Pertanyaan ini bukan sekadar refleksi, Ia adalah gugatan moral, dan seharusnya menjadi cermin bagi setiap pejabat publik.
Lima tahun masa jabatan memang terasa singkat, namun dalam waktu yang terbatas itu, nasib ribuan bahkan jutaan orang bisa berubah, oleh satu tanda tangan, oleh satu kebijakan, oleh satu keberpihakan, atau justru oleh satu pengabaian.
Sejarah selalu mencatat, bahwa kekuasaan memiliki dua wajah, Ia bisa menjadi tangan yang membangun, mengangkat martabat rakyat, membuka jalan harapan, ia juga bisa menjelma menjadi tangan yang meruntuhkan, menutup akses, dan meninggalkan luka yang panjang.
Kekuasaan bisa melahirkan kesejahteraan, namun ia juga bisa mewariskan kemiskinan struktural yang turun-temurun. Kekuasaan bisa menghadirkan keadilan, ia juga bisa memperlebar jurang ketimpangan yang membuat rakyat semakin jauh dari mimpi hidup layak.
Yang ditinggalkan seorang pemimpin bukanlah baliho yang memudar di sudut jalan, bukan pula dokumentasi seremoni di media sosial yang akan tenggelam oleh algoritma. Yang tertinggal adalah kenyataan yang dihadapi rakyat setiap hari, apakah jalan-jalan membaik, atau tetap berlubang dan membahayakan, apakah pelayanan publik semakin manusiawi, atau tetap menyakitkan, apakah rakyat benar-benar dilayani atau hanya dijadikan angka statistik demi laporan kinerja.
Kekuasaan, pada akhirnya pasti akan habis, namun rekam jejak tidak pernah benar-benar pergi. Nama seorang pejabat bisa dikenang dengan hormat bila ia meninggalkan manfaat, namun nama yang sama bisa pula dikenang dengan getir, bila yang diwariskan hanyalah konflik, janji kosong, dan kebijakan tanpa nurani.
Jabatan memang bersifat sementara, namun dampaknya bersifat permanen.
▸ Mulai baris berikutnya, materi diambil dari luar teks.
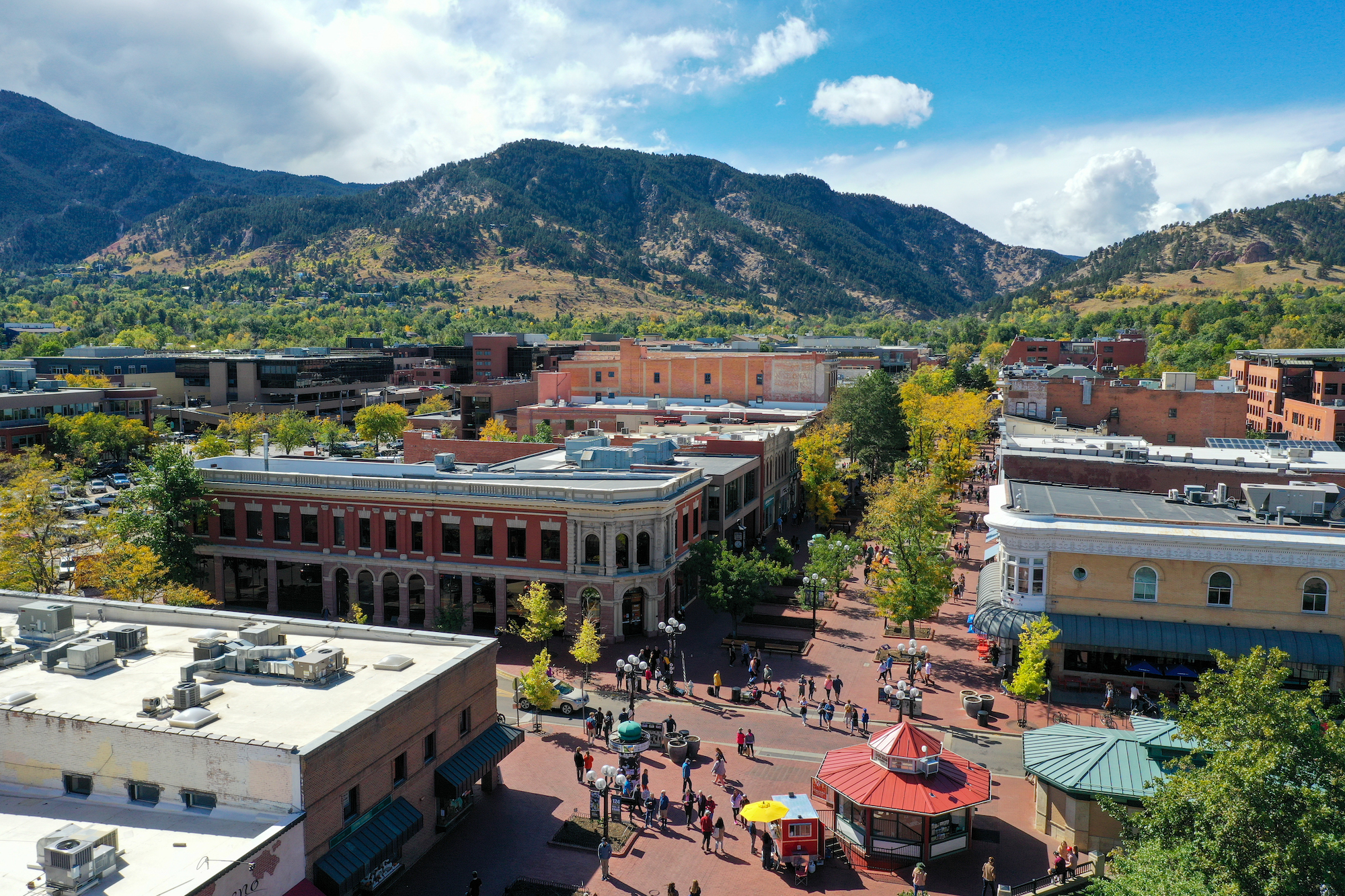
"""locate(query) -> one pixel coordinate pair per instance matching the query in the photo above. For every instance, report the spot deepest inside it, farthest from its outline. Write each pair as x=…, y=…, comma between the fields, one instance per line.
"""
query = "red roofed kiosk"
x=900, y=798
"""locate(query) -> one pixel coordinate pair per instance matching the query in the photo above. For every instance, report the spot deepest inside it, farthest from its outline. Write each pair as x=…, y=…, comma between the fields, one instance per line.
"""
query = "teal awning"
x=340, y=872
x=474, y=760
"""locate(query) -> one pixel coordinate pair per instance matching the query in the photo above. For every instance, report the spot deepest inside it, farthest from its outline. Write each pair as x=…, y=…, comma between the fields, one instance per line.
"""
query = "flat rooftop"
x=153, y=864
x=1323, y=459
x=267, y=708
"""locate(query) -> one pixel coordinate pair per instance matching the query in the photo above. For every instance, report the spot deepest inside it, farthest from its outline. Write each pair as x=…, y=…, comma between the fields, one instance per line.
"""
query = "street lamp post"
x=634, y=666
x=816, y=584
x=673, y=628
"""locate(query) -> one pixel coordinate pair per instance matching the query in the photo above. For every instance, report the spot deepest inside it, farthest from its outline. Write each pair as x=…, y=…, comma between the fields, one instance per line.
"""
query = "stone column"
x=272, y=588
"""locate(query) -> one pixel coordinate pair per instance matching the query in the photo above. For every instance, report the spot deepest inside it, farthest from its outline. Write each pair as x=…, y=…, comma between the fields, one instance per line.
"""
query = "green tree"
x=293, y=428
x=171, y=494
x=381, y=423
x=1030, y=680
x=587, y=647
x=872, y=408
x=1257, y=809
x=537, y=685
x=213, y=446
x=740, y=581
x=910, y=514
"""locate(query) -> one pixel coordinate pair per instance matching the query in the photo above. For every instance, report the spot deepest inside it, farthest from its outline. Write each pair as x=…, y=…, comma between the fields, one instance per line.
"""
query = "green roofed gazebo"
x=1075, y=764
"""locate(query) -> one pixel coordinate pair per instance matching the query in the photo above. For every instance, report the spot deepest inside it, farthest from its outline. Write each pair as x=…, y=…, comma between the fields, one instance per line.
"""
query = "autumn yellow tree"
x=822, y=474
x=496, y=431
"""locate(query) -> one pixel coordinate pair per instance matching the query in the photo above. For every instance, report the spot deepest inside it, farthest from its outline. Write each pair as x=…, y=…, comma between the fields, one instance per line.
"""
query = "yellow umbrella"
x=767, y=810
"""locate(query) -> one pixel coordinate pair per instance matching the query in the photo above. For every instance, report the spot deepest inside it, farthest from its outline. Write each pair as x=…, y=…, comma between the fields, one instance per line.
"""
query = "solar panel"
x=1260, y=444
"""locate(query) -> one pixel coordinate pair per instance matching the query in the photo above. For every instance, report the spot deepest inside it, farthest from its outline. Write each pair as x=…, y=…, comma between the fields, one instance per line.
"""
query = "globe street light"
x=673, y=628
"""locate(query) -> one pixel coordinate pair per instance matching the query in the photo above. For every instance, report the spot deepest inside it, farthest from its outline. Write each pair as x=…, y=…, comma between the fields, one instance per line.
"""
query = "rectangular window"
x=517, y=542
x=552, y=544
x=453, y=538
x=350, y=803
x=80, y=784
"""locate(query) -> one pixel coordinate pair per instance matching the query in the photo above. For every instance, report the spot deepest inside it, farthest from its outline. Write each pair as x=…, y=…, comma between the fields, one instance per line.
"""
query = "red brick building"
x=1183, y=412
x=605, y=533
x=1101, y=353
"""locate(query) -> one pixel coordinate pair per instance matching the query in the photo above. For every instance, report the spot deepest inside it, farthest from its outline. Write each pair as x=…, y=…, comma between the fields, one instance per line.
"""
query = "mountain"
x=669, y=225
x=69, y=188
x=1309, y=229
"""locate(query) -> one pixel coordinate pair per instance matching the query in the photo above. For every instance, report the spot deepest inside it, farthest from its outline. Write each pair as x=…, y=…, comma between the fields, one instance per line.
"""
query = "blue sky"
x=1051, y=124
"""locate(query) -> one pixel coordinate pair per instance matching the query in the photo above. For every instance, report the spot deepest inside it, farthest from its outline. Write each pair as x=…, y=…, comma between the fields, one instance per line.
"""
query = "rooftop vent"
x=75, y=858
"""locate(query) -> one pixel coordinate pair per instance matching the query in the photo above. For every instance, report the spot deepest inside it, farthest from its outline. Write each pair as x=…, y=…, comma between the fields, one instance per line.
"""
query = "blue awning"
x=1171, y=638
x=474, y=760
x=341, y=870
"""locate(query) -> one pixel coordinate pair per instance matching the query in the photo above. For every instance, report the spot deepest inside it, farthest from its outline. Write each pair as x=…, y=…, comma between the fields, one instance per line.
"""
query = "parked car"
x=568, y=700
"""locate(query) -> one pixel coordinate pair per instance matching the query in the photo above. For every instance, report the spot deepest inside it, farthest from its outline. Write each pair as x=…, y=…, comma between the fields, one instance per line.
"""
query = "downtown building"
x=603, y=528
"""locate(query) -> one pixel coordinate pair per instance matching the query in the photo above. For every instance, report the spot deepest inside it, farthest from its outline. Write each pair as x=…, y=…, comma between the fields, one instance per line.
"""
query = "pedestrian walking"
x=605, y=856
x=919, y=880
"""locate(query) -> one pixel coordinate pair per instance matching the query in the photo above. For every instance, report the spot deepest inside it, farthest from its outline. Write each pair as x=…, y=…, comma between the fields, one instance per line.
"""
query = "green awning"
x=340, y=872
x=474, y=760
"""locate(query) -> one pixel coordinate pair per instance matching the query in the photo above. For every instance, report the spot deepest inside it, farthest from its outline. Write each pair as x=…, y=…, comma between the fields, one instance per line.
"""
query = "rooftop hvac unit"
x=75, y=858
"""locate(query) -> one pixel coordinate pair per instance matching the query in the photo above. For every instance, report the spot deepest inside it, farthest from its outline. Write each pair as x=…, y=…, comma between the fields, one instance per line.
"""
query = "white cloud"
x=1200, y=166
x=872, y=100
x=377, y=89
x=789, y=42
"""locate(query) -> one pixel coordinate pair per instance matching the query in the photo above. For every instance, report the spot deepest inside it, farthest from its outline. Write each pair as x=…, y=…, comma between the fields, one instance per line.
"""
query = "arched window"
x=1147, y=584
x=1315, y=596
x=1221, y=589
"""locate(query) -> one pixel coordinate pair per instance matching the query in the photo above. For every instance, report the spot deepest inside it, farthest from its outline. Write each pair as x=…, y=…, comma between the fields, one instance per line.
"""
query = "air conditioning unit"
x=75, y=858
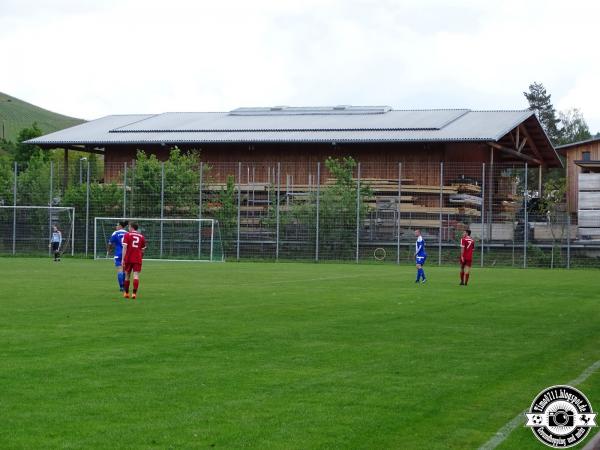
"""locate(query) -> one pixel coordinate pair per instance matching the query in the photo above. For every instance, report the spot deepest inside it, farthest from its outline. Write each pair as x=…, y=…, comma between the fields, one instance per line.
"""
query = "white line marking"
x=519, y=419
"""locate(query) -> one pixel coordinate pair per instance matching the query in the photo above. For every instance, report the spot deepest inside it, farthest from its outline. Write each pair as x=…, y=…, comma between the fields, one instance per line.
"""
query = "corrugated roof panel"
x=469, y=126
x=200, y=122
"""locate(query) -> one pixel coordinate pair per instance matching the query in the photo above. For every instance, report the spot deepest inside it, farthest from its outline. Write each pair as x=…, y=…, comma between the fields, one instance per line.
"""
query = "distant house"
x=583, y=173
x=581, y=157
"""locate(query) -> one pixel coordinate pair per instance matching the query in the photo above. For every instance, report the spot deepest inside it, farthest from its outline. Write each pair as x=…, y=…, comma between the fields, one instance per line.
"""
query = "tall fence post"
x=15, y=210
x=318, y=211
x=525, y=220
x=50, y=202
x=87, y=208
x=239, y=184
x=398, y=212
x=482, y=212
x=441, y=213
x=357, y=212
x=277, y=212
x=162, y=204
x=200, y=211
x=124, y=189
x=568, y=218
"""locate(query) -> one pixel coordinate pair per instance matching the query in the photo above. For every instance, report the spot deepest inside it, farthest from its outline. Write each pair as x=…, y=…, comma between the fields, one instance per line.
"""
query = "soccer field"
x=290, y=356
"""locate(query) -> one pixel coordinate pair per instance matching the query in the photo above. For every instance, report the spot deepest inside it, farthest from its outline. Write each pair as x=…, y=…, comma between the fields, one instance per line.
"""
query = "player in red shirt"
x=134, y=245
x=467, y=245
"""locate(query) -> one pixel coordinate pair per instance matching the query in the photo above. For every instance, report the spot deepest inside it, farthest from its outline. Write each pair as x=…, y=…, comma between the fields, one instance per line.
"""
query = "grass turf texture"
x=254, y=355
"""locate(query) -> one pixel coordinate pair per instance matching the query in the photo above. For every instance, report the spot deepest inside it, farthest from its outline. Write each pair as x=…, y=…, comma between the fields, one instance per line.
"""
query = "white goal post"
x=167, y=239
x=27, y=229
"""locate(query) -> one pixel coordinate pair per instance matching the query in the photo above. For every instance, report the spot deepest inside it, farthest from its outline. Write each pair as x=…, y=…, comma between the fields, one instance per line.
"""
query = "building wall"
x=300, y=160
x=575, y=154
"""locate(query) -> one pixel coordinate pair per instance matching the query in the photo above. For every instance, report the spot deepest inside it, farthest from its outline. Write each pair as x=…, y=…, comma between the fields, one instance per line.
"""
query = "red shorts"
x=135, y=267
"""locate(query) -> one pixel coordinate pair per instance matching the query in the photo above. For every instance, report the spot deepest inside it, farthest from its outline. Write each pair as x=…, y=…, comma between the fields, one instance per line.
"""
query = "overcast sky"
x=92, y=58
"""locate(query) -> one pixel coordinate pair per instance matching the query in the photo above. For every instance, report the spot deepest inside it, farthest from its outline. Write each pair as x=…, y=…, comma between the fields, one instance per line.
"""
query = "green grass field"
x=290, y=356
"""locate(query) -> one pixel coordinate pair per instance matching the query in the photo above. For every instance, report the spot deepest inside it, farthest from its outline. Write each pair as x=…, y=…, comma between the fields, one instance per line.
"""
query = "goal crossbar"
x=50, y=209
x=211, y=222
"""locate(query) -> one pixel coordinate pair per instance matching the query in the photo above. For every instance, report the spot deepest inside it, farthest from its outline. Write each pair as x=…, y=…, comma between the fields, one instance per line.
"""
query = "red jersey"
x=468, y=245
x=136, y=243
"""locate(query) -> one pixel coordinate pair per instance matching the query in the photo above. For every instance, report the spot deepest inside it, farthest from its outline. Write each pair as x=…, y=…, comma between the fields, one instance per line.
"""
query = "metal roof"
x=577, y=144
x=284, y=124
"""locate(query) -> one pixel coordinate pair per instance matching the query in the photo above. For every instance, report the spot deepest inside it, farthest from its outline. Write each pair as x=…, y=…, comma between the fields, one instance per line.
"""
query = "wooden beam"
x=512, y=152
x=532, y=145
x=66, y=171
x=520, y=149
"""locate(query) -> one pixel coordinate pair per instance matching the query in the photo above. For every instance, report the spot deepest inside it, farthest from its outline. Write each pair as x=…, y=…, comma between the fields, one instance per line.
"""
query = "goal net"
x=167, y=239
x=26, y=230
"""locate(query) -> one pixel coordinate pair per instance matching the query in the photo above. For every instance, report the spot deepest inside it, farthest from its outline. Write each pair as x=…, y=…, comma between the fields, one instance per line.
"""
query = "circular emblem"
x=560, y=416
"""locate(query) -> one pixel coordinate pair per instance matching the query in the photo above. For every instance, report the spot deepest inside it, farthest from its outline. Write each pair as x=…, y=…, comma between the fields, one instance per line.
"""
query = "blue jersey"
x=116, y=240
x=420, y=247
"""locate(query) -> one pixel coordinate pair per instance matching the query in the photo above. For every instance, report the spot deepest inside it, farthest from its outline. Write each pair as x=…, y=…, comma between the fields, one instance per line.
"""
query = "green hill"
x=16, y=114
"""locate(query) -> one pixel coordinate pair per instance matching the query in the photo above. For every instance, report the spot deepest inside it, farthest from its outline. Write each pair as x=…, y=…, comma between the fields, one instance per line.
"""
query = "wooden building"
x=583, y=178
x=376, y=136
x=478, y=150
x=580, y=157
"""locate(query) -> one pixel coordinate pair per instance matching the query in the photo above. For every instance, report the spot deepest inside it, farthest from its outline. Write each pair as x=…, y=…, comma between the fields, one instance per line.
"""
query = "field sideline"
x=294, y=356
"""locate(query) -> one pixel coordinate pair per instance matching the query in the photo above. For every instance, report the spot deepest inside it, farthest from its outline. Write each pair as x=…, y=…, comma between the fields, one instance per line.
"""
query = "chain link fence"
x=358, y=212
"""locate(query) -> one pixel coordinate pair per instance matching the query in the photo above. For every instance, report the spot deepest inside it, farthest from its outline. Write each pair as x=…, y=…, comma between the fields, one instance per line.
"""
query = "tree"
x=574, y=128
x=337, y=211
x=552, y=205
x=6, y=181
x=539, y=101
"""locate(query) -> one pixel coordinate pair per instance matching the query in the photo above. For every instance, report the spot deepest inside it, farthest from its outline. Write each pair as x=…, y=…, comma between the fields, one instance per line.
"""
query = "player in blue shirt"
x=116, y=242
x=420, y=256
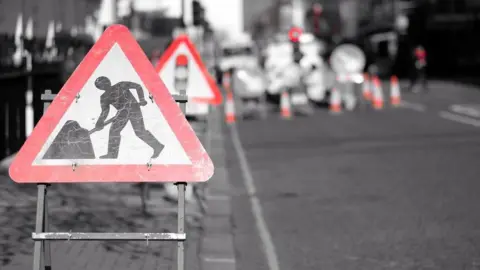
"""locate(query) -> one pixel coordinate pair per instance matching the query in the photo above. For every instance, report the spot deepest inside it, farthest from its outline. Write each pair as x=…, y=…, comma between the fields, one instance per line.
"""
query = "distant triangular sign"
x=113, y=121
x=200, y=85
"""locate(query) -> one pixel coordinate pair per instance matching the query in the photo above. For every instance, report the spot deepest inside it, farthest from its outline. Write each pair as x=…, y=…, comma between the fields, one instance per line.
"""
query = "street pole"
x=183, y=13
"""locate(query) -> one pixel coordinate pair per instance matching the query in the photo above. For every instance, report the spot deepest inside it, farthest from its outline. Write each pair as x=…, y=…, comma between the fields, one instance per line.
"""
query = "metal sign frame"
x=42, y=236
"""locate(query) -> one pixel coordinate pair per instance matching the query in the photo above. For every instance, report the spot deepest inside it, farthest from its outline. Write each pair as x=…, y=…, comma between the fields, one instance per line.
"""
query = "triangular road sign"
x=144, y=138
x=200, y=86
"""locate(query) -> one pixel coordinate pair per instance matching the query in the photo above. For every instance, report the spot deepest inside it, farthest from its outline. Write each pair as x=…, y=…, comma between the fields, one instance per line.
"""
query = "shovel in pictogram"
x=73, y=142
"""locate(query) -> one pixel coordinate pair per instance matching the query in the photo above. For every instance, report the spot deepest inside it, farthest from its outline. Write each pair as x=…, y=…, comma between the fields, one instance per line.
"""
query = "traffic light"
x=198, y=13
x=294, y=36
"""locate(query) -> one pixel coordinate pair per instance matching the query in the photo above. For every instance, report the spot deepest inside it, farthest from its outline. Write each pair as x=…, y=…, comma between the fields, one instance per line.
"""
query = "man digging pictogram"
x=128, y=110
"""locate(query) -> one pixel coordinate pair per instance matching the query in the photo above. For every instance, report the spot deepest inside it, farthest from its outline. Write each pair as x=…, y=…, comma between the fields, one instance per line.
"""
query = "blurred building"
x=68, y=13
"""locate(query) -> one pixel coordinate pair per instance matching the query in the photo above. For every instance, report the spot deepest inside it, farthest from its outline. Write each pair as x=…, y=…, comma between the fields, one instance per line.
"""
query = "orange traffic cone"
x=395, y=98
x=226, y=81
x=335, y=101
x=366, y=87
x=285, y=106
x=229, y=108
x=378, y=94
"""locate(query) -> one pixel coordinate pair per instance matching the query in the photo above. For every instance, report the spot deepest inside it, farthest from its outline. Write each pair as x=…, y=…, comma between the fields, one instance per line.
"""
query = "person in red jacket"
x=418, y=70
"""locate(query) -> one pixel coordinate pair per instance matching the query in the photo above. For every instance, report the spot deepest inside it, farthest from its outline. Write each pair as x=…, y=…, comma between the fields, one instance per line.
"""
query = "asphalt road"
x=391, y=189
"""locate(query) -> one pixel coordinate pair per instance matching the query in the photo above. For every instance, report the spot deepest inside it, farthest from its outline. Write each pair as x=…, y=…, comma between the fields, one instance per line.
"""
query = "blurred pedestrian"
x=418, y=70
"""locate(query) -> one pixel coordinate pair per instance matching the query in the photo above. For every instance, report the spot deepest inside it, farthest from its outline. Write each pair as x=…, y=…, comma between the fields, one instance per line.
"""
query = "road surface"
x=391, y=189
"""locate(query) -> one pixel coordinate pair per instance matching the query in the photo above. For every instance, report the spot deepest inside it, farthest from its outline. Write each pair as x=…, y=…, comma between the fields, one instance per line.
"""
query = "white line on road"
x=265, y=235
x=459, y=118
x=219, y=260
x=413, y=106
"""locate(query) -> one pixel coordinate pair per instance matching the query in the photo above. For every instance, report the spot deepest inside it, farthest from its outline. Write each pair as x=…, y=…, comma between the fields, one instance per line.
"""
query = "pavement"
x=108, y=208
x=391, y=189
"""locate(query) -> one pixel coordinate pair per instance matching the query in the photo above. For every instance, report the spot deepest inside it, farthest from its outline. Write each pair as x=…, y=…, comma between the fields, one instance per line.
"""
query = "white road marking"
x=219, y=260
x=413, y=106
x=265, y=235
x=218, y=198
x=459, y=118
x=469, y=110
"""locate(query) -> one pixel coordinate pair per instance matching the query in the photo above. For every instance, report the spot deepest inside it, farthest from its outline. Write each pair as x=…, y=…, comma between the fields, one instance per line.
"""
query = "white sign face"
x=141, y=128
x=347, y=59
x=197, y=85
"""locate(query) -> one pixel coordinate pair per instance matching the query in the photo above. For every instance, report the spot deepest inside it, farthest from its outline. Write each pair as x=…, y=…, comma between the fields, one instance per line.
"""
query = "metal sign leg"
x=181, y=225
x=46, y=244
x=39, y=247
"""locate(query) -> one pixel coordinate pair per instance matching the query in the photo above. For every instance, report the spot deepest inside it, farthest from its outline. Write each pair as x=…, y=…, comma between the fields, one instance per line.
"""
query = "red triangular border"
x=22, y=170
x=184, y=39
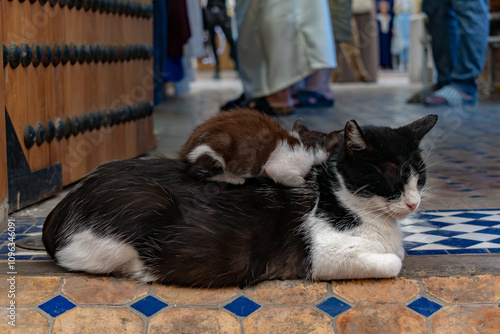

Di titik inilah integritas diuji dengan jujur, apakah lima tahun digunakan untuk membangun kehidupan rakyat, atau justru dihabiskan untuk mengamankan kepentingan segelintir pihak.
Sebab ketika jabatan dicopot, yang berbicara bukan lagi pidato, bukan lagi pencitraan, melainkan karya yang tertinggal, atau kegagalan yang tak bisa disangkal. Dan rakyat, dengan ingatan panjangnya, akan selalu menjadi hakim paling jujur.